Aug 19, 2011 09:01 GMT  ·  By
Individual Toxoplasma parasites (green) are shown invading neurons (red) grown in a petri dish in the lab
   Individual Toxoplasma parasites (green) are shown invading neurons (red) grown in a petri dish in the lab

The parasite Toxoplasma is dead serious when it comes to fulfilling its reproductive cycle. Fortunately for it, the death part applies to rats it infects in order to achieve its purpose. Infected rodents lose their fear response when exposed to cat urine, which makes them easy targets for the felines.

Whenever rats stumble across territory that has been marked by a cat, their brains start exhibiting activity in areas associated with controlling the flight of fight response. Usually, the rodents flee.

However, when Toxoplasma infects the rat brain, it forces the latter to exhibit increased levels of activity in an area that studies have associated with triggering a mating response in a male rat when it meets a female rat.

What this means is not that male rats suddenly start to view cats as attractive prospective partners, but that they lose their fear response when exposed to the felines' scent. Needless to say, this is deadly for them. However, it is extremely beneficial for the microbe.

The reason why it causes these effects is simple – Toxoplasma reproduces happily in the intestines of cats. But these creatures are not as curious as rats are, in terms of tasting or trying to eat everything they come across.

As such, the parasite took the scenic route in ensuring it infects cats. All the effects it causes in the rat brain are nothing but a scheme designed to help them make their way into a cat. This explanation is what experts call the “manipulation hypothesis.”

“Well, we see activity in the pathway that normally controls how male rats respond to female rats, so it's possible the behavior we are seeing in response to cat urine is sexual attraction behavior, but we don't know that,” researcher Patrick House says.

“I would not say that they are definitively attracted, but they are certainly less afraid.

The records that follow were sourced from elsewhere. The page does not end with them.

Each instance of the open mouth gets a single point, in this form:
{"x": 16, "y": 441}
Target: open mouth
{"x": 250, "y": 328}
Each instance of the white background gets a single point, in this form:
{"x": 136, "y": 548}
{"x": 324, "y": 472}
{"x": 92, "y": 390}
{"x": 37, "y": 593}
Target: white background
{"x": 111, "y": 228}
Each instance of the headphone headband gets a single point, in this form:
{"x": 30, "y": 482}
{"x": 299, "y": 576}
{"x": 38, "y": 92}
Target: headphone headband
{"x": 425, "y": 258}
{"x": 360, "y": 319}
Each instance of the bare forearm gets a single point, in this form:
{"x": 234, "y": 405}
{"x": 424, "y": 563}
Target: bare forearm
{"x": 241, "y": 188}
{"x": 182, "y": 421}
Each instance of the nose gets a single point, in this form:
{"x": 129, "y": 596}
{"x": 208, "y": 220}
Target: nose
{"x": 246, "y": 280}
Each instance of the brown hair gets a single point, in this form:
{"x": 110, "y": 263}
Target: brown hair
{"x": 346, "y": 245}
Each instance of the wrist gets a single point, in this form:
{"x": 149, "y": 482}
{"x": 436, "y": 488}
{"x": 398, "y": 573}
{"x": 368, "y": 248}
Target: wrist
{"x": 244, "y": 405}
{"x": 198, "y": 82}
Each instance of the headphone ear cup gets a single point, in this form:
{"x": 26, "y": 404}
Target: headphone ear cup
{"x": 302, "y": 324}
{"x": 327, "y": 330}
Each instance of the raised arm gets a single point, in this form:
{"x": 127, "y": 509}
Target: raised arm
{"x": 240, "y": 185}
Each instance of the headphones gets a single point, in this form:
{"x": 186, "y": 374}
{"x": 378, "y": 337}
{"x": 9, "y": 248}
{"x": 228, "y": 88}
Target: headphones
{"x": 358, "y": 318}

Regardless, seeing activity in the attraction pathway is bizarre,” adds the investigator, who is a PhD candidate in neuroscience at the Stanford University School of Medicine.

House is also the lead author of a new paper detailing the findings, which is published in the August 17 issue of the peer-reviewed scientific journal Public Library of Science (PLoS) ONE. The PhD student carried out the work in the lab of Stanford professor of biologym neurology and neurological sciences Robert Sapolsky.

The group explains that Toxoplasma produces cysts in the rat brain that – through some yet-unidentified mechanism – cause neural activity when pathways associated with fear should be activated. The activity manifests itself in the other region of the brain, which makes the rat lose fear.

“Toxoplasma is altering these circuits in the amygdala, muddling fear and attraction,” House concludes. Funds for the new research were provided by the US National Institutes of Health (NIH) and the Stanley Medical Research Institute.